More questions to be asked
During the executive session of the special meeting of the City Council, the sale of 153 Hamlet St. is also on the agenda to be discussed, which appears to be related to the proposed plan by Gov. Dan McKee’s administration in its spending projects recommended in the proposed FY 2024 to support building a new combined police and fire station in Woonsocket, using federal ARPA funds.

• With Mayor Baldelli-Hunt’s health in question, and with the impending departure of DOA Director Thorsen, and with the current medical leave for DCAMM Director Patten, what is the status of funding for the proposed police and fire complex?

• What is the financial health of the city, given the $2.2 million investments required by the City of Woonsocket to keep its municipal wastewater facility up and running, following the lawsuit brought by AG Neronha and DEM to halt the most recent dumping of raw sewage into the Blackstone River?

• What are the current housing, social services, and behavioral health needs for the residents of Woonoscket and northern Rhode Island? And, what kinds of investments, if any, are the McKee administration planning to make?

The Attorney General to the rescue
Some two months after ConvergenceRI published an in-depth, two-part interview with R.I. Attorney General Peter Neronha, the rest of the news media seems to have caught up with the news flow. [See links below to ConvergenceRI stories, “AG Neronha sounds the alarm,” and “A public health advocate for all RIers.”]

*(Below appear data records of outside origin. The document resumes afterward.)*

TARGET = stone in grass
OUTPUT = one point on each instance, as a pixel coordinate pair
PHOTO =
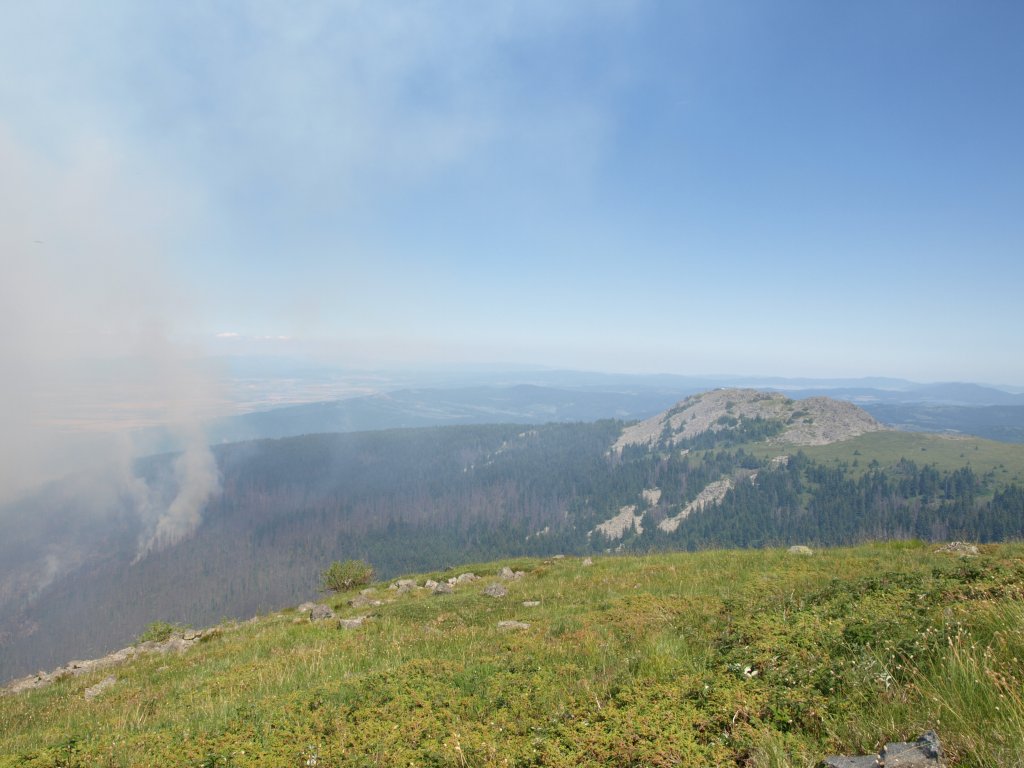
(925, 753)
(365, 601)
(511, 625)
(861, 761)
(94, 690)
(321, 612)
(960, 548)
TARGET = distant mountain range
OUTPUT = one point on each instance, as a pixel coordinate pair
(727, 468)
(571, 396)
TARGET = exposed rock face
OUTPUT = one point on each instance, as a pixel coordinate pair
(815, 421)
(616, 526)
(713, 493)
(176, 643)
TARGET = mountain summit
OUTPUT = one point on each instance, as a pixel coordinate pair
(815, 421)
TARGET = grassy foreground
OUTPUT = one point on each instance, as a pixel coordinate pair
(728, 657)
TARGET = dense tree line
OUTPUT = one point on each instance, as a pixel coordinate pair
(427, 499)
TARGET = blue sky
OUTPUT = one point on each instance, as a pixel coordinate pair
(794, 188)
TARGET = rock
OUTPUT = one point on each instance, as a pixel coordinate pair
(925, 753)
(321, 612)
(960, 548)
(511, 625)
(364, 601)
(863, 761)
(92, 691)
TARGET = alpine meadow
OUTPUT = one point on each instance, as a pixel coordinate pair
(515, 384)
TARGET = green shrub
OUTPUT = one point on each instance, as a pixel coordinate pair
(343, 576)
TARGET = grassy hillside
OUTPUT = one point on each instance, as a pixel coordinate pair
(946, 452)
(720, 657)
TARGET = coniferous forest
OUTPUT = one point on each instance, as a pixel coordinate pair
(426, 499)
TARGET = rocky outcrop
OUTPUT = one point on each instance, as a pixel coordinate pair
(94, 690)
(615, 527)
(713, 493)
(814, 421)
(176, 643)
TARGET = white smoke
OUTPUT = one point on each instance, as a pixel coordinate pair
(88, 312)
(197, 479)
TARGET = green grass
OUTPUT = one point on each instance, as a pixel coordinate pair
(727, 657)
(1006, 460)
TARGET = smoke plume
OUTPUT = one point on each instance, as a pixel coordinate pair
(89, 310)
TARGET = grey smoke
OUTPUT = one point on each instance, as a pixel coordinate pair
(196, 480)
(89, 317)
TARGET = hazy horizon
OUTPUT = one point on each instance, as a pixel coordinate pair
(795, 189)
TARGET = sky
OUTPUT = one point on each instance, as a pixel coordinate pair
(786, 188)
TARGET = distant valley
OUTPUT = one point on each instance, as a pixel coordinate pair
(728, 468)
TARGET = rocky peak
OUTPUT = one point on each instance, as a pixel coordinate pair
(814, 421)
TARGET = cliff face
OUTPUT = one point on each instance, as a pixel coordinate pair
(815, 421)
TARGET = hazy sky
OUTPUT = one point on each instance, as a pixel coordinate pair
(819, 188)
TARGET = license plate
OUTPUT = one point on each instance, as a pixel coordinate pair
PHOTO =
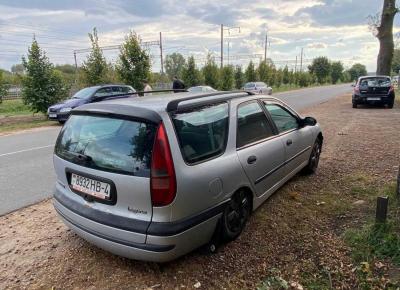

First, Boston Globe columnist Dan McGowan wrote: “R.I.’s attorney general is frustrated: ‘We’re asking for help, and we’re not getting it.’” And then, WPRI’s Tim White, spurred on by McGowan’s column, featured AG Peter Neronha on the most recent Newsmakers program.

The backdrop, of course, is Attorney General Neronha’s continued pubic health advocacy on energy, on the environment, and on health care – and his efforts to garner more money from the Legislature to staff his office, a request that Gov. McKee has failed to support in his proposed FY 2024 budget.

In the last few months, Attorney General Neronha has:

• Sued the city of Wonosocket for its role in dumping raw sewage into the Blackstone River.

• Intervened in a Washington state court case to ensure that Rhode Islanders have access to the abortion drug, Mifepristone.

• Filed a lawsuit to block the pending foreclosure of the former Memorial Hospital Property.

• Sounded the alarm about the pending health crises afflicting the health care delivery system in Rhode Island, including the lack of primary care physicians, and the threat from private equity owners closing down Roger Williams and Fatima hospitals.

As the safety net continues to unravel
At the State House this week, hundreds of advocates gathered to promote the passage of legislation to increase the state budget by $200 million to support rate increases for providers of home-based services for disabled patients. [See link below to the ConvergenceRI story, “As the world turns for Medicaid budget.”]

At the same time, the state is grappling with how to recertify some 365,000 Rhode Islanders currently receiving Medicaid for their primary health insurance coverage. [See link below to ConvergenceRI story, “The big Medicaid eligibility test.”]

The news that Gov. Dan McKee had nominated Ashley Deckert to serve as the next director of the Department of Children, Youth, and Families, replacing Kevin Aucoin, who had been serving as acting director since 2019, was marred by the reporting of a tragic death of a 15-year-old female, allegedly from a fentanyl-laced pill she had been given by an adult at the Motel 6 in Warwick. Her death raised new questions about the unraveling of the safety net for children under the care of R.I. DCYF.